Benedict would say that cultures are ever changing and as a result it only makes sense for multiple neuroses (or different sub-cultures within a culture) to duke it out until a new equilibrium is reached. 

 

 

Binding Traditions

Tyson Johnson

The environment of the community in which it develops does not dictate tradition. Tradition and culture exists on a level outside the physical world. Benedict uses the contradiction between the Apollonian and Dionysian cultures of Native Americans in the southwestern United States to illustrate this point. Despite the relative similarities in the environment, different cultures in the region have developed strikingly different traditions. Furthermore, these traditions have become ingrained in the community to the extent that they are relatively unchangeable. These two aspects of tradition, that it is unaffected by environment and unchanging over time, support Benedict’s claim that tradition is “as neurotic as any patient.” The term neurotic is often used to describe a person who is incapable of adaptation and personal growth. The inability to change results manifests itself in feelings of depression, anxiety, and ineffectuality.
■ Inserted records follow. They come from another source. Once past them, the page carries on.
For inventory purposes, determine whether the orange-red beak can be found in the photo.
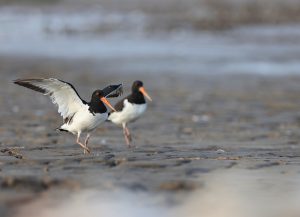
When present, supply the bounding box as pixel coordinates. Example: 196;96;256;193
100;97;116;112
139;87;152;101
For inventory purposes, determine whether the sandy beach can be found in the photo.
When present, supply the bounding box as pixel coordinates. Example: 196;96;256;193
0;0;300;217
0;57;300;216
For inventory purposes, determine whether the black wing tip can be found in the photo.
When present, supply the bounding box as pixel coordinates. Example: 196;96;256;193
13;78;46;94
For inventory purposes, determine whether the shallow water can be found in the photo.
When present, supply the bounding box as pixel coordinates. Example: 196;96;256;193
15;169;300;217
0;7;300;75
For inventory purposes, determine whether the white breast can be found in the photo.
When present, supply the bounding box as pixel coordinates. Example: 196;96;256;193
108;99;147;124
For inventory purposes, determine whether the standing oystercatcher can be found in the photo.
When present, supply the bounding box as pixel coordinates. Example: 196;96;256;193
14;78;122;154
108;81;152;146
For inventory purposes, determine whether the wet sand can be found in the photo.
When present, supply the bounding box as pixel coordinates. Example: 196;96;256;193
0;57;300;216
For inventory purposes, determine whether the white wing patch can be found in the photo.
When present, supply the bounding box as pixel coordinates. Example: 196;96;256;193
15;78;84;119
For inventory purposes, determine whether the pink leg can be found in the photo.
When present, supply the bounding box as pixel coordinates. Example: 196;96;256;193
76;133;91;154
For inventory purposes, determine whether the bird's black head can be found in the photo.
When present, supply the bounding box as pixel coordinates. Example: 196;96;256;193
131;80;144;93
131;80;152;101
92;90;103;99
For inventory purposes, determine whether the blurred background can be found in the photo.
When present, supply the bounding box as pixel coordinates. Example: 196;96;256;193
0;0;300;74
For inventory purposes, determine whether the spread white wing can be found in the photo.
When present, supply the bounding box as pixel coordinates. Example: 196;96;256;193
14;78;86;121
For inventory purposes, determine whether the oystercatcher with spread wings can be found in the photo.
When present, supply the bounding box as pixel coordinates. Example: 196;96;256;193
108;81;152;146
14;78;122;153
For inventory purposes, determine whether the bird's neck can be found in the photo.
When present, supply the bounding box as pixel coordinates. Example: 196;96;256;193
89;99;107;114
128;92;146;104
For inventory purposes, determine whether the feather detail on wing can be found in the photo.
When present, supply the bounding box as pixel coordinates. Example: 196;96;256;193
14;78;86;120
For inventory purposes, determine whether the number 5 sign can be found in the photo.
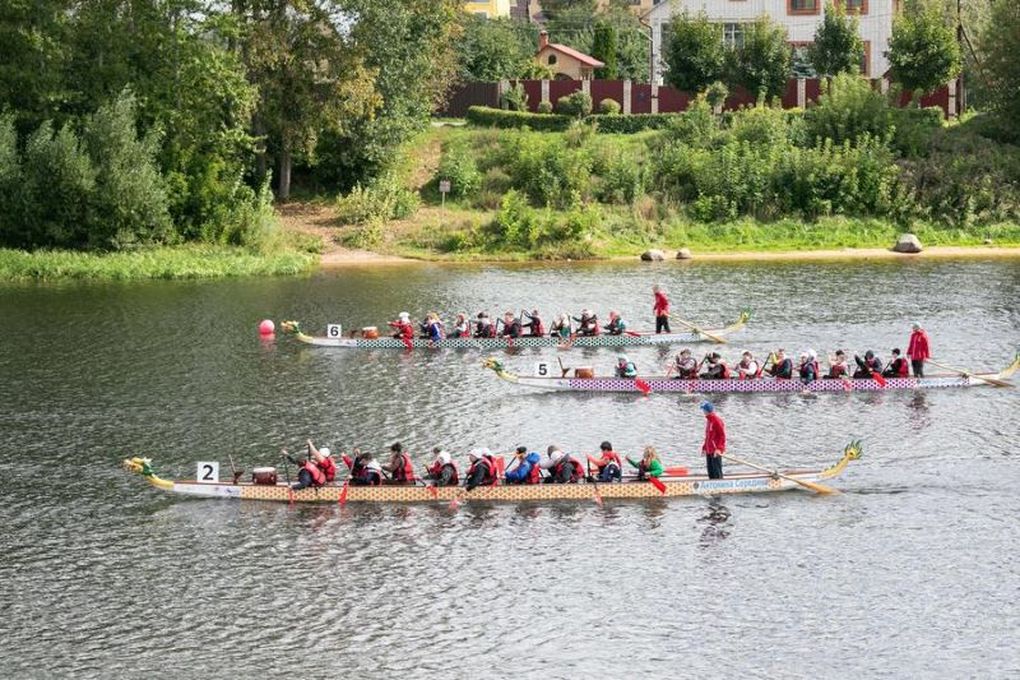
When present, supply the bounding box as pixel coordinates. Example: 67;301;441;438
195;461;219;484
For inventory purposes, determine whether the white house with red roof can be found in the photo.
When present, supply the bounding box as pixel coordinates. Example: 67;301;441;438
534;31;606;81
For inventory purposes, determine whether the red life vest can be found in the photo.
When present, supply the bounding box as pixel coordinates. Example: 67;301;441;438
467;456;500;486
301;461;325;486
316;456;337;482
393;453;414;481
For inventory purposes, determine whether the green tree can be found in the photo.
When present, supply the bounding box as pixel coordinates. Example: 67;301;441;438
730;16;792;98
592;21;619;81
663;11;726;93
888;0;962;94
457;12;539;83
808;5;864;77
980;0;1020;125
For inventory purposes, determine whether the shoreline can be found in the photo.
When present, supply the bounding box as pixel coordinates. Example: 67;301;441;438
318;246;1020;269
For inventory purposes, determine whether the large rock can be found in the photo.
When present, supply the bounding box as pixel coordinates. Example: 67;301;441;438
641;250;666;262
893;233;924;253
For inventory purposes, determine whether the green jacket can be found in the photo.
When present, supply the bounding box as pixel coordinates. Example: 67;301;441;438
627;458;664;477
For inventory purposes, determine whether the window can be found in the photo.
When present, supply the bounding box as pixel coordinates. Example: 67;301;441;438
722;23;744;50
786;0;820;14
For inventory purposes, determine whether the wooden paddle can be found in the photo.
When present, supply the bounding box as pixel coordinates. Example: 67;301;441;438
669;314;726;345
926;359;1013;387
719;454;839;493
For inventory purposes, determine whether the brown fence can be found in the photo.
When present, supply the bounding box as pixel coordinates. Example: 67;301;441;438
437;79;959;116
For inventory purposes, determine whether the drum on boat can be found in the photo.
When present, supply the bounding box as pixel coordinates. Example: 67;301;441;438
252;468;276;486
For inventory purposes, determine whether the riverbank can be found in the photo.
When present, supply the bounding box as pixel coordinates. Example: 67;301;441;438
0;246;317;281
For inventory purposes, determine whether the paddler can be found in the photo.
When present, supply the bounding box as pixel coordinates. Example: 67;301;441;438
573;309;602;336
500;312;521;337
797;350;818;385
616;354;638;378
666;348;698;380
425;447;459;486
627;447;665;479
825;350;850;379
854;350;882;378
308;439;337;484
606;309;627;335
388;312;414;343
588;441;623;482
504;447;542;484
765;348;794;380
652;285;670;334
524;309;546;337
451;314;471;337
701;402;726;479
465;448;499;491
882;348;909;378
474;312;496;337
701;352;729;380
907;322;931;378
383;441;414;484
736;351;761;380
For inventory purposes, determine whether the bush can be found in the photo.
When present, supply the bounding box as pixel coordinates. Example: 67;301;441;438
556;90;592;118
466;106;571;132
804;73;893;145
599;98;620;115
436;140;481;199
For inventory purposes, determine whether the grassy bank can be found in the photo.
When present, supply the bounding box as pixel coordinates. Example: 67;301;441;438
0;246;317;281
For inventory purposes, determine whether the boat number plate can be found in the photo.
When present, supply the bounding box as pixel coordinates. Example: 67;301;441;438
195;461;219;484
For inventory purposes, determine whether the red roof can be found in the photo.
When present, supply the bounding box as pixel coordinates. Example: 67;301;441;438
539;43;606;68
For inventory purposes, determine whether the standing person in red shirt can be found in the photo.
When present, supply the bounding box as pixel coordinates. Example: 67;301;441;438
907;323;931;378
701;402;726;479
652;285;671;333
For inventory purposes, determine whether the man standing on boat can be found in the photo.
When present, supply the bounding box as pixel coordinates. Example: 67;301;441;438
652;285;670;334
701;402;726;479
907;322;931;378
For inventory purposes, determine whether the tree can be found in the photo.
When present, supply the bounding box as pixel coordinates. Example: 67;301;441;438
808;4;864;77
980;0;1020;124
730;16;792;98
457;12;539;83
592;21;619;81
888;0;962;94
663;11;726;92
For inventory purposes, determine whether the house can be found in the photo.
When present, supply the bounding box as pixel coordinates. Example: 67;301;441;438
464;0;517;18
644;0;900;85
534;31;606;81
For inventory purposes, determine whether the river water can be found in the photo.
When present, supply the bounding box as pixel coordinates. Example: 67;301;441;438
0;260;1020;678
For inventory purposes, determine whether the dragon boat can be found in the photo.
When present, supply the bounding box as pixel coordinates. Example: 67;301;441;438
122;441;863;505
482;353;1020;395
281;310;751;350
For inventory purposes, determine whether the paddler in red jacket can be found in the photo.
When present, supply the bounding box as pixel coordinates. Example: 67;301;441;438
907;322;931;378
389;312;414;343
652;285;670;333
701;402;726;479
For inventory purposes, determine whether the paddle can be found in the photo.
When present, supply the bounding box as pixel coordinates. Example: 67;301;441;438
719;454;839;493
669;314;726;345
926;359;1013;387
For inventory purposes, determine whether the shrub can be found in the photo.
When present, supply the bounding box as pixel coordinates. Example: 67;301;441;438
436;140;481;198
804;73;893;145
599;98;620;115
466;106;571;132
556;90;592;118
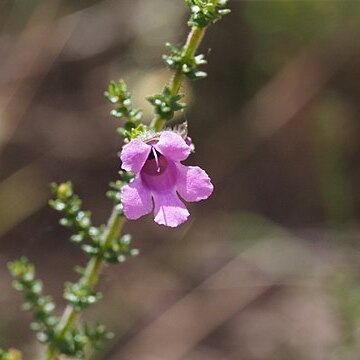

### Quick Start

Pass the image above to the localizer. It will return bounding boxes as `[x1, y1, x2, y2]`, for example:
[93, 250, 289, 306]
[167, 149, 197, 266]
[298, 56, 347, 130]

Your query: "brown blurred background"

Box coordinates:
[0, 0, 360, 360]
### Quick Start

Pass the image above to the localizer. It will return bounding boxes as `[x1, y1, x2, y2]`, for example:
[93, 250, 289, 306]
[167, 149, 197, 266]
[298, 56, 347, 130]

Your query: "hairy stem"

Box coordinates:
[44, 207, 124, 360]
[151, 26, 206, 131]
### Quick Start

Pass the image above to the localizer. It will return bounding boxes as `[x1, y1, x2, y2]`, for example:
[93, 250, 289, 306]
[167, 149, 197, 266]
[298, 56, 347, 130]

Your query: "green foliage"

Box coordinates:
[104, 80, 144, 139]
[8, 257, 58, 343]
[186, 0, 230, 27]
[147, 86, 185, 120]
[49, 181, 102, 249]
[49, 181, 99, 243]
[0, 349, 22, 360]
[163, 43, 207, 80]
[57, 324, 113, 359]
[64, 282, 102, 312]
[103, 234, 139, 264]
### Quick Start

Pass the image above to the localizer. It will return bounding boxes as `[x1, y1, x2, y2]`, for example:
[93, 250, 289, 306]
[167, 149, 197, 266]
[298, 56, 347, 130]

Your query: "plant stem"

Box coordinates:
[44, 207, 124, 360]
[151, 26, 206, 131]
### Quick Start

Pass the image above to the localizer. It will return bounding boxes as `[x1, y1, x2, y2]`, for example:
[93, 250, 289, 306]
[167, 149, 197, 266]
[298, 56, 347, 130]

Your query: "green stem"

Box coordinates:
[151, 26, 206, 131]
[44, 207, 124, 360]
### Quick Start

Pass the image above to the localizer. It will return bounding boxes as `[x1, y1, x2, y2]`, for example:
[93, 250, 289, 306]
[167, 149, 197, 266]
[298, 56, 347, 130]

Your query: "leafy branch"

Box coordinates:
[148, 0, 230, 131]
[5, 0, 230, 360]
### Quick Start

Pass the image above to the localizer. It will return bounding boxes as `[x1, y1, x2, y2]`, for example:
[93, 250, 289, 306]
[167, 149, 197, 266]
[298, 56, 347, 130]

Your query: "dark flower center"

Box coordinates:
[142, 147, 168, 175]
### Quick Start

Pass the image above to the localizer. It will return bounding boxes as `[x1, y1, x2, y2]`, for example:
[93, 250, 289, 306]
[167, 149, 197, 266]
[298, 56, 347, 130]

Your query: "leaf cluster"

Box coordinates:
[0, 348, 22, 360]
[104, 79, 144, 139]
[8, 257, 59, 343]
[163, 43, 207, 80]
[56, 323, 113, 359]
[64, 282, 102, 312]
[147, 86, 185, 120]
[185, 0, 230, 28]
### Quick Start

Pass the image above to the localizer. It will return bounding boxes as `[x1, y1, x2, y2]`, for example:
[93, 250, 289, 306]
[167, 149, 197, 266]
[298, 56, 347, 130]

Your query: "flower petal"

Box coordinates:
[153, 189, 190, 227]
[176, 163, 214, 202]
[153, 131, 191, 161]
[121, 177, 153, 220]
[120, 139, 151, 174]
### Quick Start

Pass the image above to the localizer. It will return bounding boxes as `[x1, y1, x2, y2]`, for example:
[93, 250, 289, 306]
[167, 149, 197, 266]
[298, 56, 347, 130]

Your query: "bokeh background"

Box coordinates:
[0, 0, 360, 360]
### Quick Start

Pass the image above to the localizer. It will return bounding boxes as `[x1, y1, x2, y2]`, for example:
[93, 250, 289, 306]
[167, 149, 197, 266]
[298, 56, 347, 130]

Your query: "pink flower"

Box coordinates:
[121, 131, 213, 227]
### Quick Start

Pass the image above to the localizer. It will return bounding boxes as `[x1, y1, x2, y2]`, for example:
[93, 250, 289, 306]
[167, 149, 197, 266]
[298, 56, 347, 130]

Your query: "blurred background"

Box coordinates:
[0, 0, 360, 360]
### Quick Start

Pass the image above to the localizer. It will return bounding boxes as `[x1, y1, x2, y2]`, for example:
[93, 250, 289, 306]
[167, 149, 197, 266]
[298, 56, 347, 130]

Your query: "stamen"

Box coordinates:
[151, 147, 161, 173]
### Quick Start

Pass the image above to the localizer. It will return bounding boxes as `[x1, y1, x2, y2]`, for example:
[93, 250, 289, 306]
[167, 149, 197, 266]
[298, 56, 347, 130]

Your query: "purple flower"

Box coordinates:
[121, 131, 213, 227]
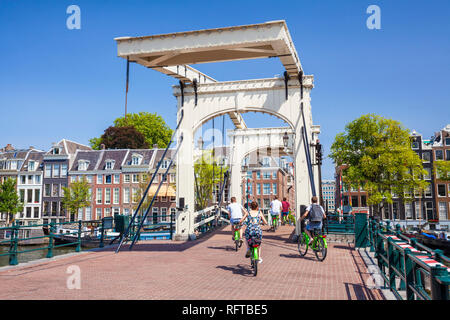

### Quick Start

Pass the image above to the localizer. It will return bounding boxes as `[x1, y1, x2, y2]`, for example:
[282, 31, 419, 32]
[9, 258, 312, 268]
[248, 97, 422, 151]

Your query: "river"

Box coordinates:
[0, 245, 76, 267]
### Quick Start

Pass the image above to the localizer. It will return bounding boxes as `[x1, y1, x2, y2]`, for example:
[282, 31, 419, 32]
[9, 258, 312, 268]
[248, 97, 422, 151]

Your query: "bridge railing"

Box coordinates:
[324, 213, 355, 234]
[0, 218, 113, 265]
[369, 217, 450, 300]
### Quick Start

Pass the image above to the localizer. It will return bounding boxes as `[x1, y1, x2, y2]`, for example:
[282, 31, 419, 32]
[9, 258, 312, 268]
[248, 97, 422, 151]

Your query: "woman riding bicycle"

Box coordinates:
[241, 201, 267, 263]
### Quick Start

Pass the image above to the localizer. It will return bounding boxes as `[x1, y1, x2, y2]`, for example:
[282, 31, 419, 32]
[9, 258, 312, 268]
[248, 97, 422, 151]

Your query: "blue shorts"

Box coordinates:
[230, 218, 241, 224]
[306, 221, 322, 231]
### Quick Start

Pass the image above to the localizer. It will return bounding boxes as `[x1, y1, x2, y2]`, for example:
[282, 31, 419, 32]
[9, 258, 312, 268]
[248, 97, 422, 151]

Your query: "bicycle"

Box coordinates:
[234, 224, 242, 251]
[298, 221, 328, 261]
[248, 237, 261, 277]
[272, 215, 279, 232]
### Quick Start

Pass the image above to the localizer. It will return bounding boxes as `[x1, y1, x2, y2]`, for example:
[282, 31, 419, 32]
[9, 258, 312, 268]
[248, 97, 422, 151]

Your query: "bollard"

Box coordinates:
[75, 220, 81, 252]
[430, 266, 450, 300]
[9, 221, 19, 266]
[47, 222, 55, 258]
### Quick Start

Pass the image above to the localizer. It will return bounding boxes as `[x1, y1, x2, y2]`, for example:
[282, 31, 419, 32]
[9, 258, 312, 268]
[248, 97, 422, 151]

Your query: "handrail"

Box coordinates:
[369, 217, 450, 300]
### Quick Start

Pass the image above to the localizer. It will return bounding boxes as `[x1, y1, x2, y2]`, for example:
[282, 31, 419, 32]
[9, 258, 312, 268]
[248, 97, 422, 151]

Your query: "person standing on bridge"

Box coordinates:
[300, 196, 327, 239]
[227, 197, 247, 242]
[241, 201, 267, 263]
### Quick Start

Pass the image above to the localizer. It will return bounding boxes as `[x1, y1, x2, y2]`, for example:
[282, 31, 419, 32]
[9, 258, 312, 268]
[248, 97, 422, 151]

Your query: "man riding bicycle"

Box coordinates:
[300, 196, 327, 239]
[227, 197, 246, 242]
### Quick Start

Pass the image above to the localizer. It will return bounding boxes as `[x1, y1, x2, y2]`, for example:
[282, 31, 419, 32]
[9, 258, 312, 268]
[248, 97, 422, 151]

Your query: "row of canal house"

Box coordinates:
[335, 124, 450, 230]
[0, 139, 176, 226]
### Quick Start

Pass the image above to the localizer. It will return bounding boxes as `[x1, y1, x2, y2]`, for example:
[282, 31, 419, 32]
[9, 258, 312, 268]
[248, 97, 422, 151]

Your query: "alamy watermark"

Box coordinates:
[366, 4, 381, 30]
[66, 4, 81, 30]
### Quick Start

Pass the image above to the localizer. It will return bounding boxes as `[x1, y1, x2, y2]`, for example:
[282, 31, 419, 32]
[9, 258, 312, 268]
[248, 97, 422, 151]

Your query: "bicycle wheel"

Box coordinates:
[298, 232, 308, 257]
[314, 236, 327, 261]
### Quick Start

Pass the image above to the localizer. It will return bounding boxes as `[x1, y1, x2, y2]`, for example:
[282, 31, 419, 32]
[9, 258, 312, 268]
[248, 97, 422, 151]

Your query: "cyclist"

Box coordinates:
[300, 196, 327, 241]
[281, 197, 291, 224]
[270, 196, 282, 228]
[227, 197, 247, 242]
[241, 201, 267, 263]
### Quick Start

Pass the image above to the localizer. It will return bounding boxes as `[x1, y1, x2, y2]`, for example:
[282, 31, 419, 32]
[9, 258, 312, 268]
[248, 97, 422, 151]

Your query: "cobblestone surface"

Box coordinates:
[0, 226, 384, 300]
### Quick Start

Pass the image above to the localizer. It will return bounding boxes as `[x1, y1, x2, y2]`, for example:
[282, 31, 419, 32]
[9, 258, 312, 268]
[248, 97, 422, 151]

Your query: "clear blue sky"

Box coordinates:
[0, 0, 450, 179]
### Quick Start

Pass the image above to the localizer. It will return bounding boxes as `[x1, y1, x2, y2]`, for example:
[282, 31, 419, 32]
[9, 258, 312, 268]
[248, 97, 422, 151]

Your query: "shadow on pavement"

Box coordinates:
[216, 264, 253, 277]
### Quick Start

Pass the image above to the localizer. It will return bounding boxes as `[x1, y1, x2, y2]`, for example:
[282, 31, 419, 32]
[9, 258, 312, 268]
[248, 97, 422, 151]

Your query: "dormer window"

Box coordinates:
[28, 161, 36, 171]
[131, 154, 142, 166]
[78, 160, 89, 171]
[105, 160, 115, 170]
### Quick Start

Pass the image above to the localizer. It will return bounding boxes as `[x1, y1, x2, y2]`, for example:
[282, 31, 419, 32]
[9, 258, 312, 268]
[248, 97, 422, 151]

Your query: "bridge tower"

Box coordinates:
[115, 21, 320, 240]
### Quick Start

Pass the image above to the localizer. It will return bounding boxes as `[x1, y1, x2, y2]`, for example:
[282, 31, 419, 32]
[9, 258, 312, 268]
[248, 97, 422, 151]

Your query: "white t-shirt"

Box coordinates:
[227, 202, 243, 219]
[270, 199, 283, 213]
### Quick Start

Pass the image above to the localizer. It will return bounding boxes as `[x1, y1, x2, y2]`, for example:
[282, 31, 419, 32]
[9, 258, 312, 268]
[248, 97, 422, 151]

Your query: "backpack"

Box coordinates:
[308, 204, 323, 222]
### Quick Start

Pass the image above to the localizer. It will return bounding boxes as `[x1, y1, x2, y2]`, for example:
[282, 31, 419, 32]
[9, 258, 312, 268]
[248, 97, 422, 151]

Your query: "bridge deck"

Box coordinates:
[0, 226, 383, 300]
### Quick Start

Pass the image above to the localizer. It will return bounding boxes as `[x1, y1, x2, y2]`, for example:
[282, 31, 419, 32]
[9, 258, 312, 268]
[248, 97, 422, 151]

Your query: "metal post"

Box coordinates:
[9, 221, 19, 266]
[47, 222, 55, 258]
[98, 218, 105, 248]
[75, 220, 81, 252]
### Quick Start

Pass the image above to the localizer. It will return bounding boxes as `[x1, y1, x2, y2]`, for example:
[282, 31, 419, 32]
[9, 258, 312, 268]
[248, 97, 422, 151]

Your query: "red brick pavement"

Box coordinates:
[0, 226, 383, 300]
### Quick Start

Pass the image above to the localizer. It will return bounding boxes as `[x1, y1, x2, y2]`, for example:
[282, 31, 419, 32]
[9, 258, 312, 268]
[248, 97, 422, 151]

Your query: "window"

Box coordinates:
[422, 152, 431, 162]
[34, 189, 41, 203]
[53, 164, 59, 178]
[414, 202, 423, 219]
[437, 184, 445, 197]
[405, 202, 412, 219]
[352, 196, 359, 207]
[44, 164, 52, 178]
[434, 150, 444, 160]
[95, 188, 102, 204]
[161, 207, 167, 222]
[52, 183, 59, 197]
[113, 188, 120, 204]
[123, 188, 130, 203]
[439, 202, 448, 221]
[95, 208, 102, 219]
[105, 188, 111, 204]
[263, 183, 270, 194]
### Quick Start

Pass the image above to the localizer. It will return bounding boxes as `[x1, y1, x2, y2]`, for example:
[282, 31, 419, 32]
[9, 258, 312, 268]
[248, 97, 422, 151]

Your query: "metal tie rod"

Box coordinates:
[129, 132, 183, 250]
[116, 109, 184, 253]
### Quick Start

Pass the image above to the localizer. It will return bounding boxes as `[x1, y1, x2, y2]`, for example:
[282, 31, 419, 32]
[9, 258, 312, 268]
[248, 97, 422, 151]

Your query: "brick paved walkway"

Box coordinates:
[0, 226, 383, 300]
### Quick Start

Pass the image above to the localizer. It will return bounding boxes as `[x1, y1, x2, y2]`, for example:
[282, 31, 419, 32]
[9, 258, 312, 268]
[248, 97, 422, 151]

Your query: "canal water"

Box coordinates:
[0, 245, 76, 267]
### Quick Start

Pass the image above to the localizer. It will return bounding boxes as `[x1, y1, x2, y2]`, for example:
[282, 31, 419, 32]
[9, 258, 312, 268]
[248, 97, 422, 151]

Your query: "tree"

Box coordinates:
[434, 160, 450, 181]
[89, 112, 173, 150]
[99, 126, 149, 149]
[330, 114, 427, 215]
[194, 151, 228, 210]
[0, 178, 23, 226]
[62, 177, 91, 221]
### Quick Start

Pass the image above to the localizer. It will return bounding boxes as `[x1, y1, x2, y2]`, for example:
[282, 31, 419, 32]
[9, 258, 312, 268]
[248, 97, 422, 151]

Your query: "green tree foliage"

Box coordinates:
[194, 151, 228, 210]
[89, 112, 173, 150]
[99, 126, 149, 149]
[330, 114, 427, 215]
[434, 160, 450, 181]
[0, 178, 23, 226]
[62, 177, 91, 221]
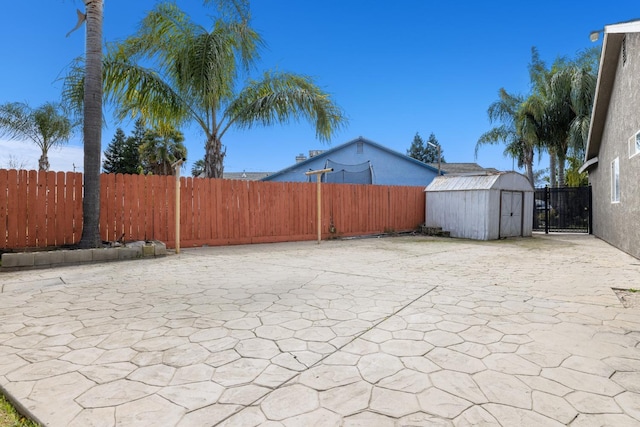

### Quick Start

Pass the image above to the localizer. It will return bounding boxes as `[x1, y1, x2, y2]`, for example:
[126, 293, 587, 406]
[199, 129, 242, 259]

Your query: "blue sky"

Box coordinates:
[0, 0, 640, 173]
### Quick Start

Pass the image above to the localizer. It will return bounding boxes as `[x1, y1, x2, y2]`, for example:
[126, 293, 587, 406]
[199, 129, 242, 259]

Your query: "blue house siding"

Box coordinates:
[263, 137, 438, 186]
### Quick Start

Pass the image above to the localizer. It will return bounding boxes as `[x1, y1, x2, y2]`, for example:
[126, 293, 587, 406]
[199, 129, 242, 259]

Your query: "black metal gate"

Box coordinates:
[533, 186, 591, 234]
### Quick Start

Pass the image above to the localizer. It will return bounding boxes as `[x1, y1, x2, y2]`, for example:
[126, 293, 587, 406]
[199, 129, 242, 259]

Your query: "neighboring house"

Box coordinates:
[262, 137, 438, 186]
[427, 163, 500, 175]
[580, 21, 640, 258]
[222, 172, 271, 181]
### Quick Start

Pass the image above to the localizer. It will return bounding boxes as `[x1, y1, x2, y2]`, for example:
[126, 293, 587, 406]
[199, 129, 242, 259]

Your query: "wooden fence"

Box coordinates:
[0, 170, 425, 249]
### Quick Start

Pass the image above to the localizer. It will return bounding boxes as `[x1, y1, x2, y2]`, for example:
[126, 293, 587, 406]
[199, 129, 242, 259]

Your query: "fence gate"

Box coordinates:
[533, 186, 592, 234]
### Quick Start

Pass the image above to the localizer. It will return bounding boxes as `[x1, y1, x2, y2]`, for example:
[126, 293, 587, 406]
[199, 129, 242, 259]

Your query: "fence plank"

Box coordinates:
[7, 169, 18, 248]
[0, 170, 425, 248]
[0, 169, 9, 249]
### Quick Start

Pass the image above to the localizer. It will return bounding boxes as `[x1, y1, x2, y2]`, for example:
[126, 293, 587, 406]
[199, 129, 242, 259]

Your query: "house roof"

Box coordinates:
[425, 172, 533, 192]
[262, 136, 438, 178]
[580, 20, 640, 171]
[427, 163, 499, 175]
[223, 172, 271, 181]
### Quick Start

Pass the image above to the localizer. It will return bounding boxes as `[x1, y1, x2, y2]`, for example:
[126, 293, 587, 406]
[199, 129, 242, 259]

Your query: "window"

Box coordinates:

Deeply rooted traditions often elicit the same emotions in the cultures in which they exist. Members of the community feel the need to participate in traditions; they become dependent on their traditions. Their traditions provide a sense of continuity and a connection with the past, however they also act as an anchor that limits social and cultural adaptation in certain aspects. I agree that tradition can be neurotic in certain instances. The generational gap often demonstrate this phenomenon. Traditions become antiquated and younger generations struggle with the question of how to honor their traditions and simultaneously live in the modern world. In certain situations people can not explicitly explain the value of their traditions, however they feel duty-bound to honor them.

 

 

Joey Perry

 

Tradition is neurotic because it is diametrical opposed to itself.  Tradition is a fundamental characteristic of culture and culture innately dynamic (consider kids who do not want to do anything exactly the same as their parents), yet society results in states of discomfiture and distress when people stray from the traditions that bind them.  At the same time, specific traditions occasionally contradict themselves.  Take sexuality in the West, for example; we are taught abstinence yet are constantly bombarded with sex idols and ideals in the media that oppose the previously mentioned lessons of abstinence.  While Benedict’s statement can be interpreted in innumerable ways, I believe this duality one aspect of the neurosis she was referring to.  While I believe that tradition is capable of being neurotic I do not believe that tradition is innately neurotic.  It must be applied on a case-by-case basis in accordance with the basis of what is considered “normal” behavior within any given society.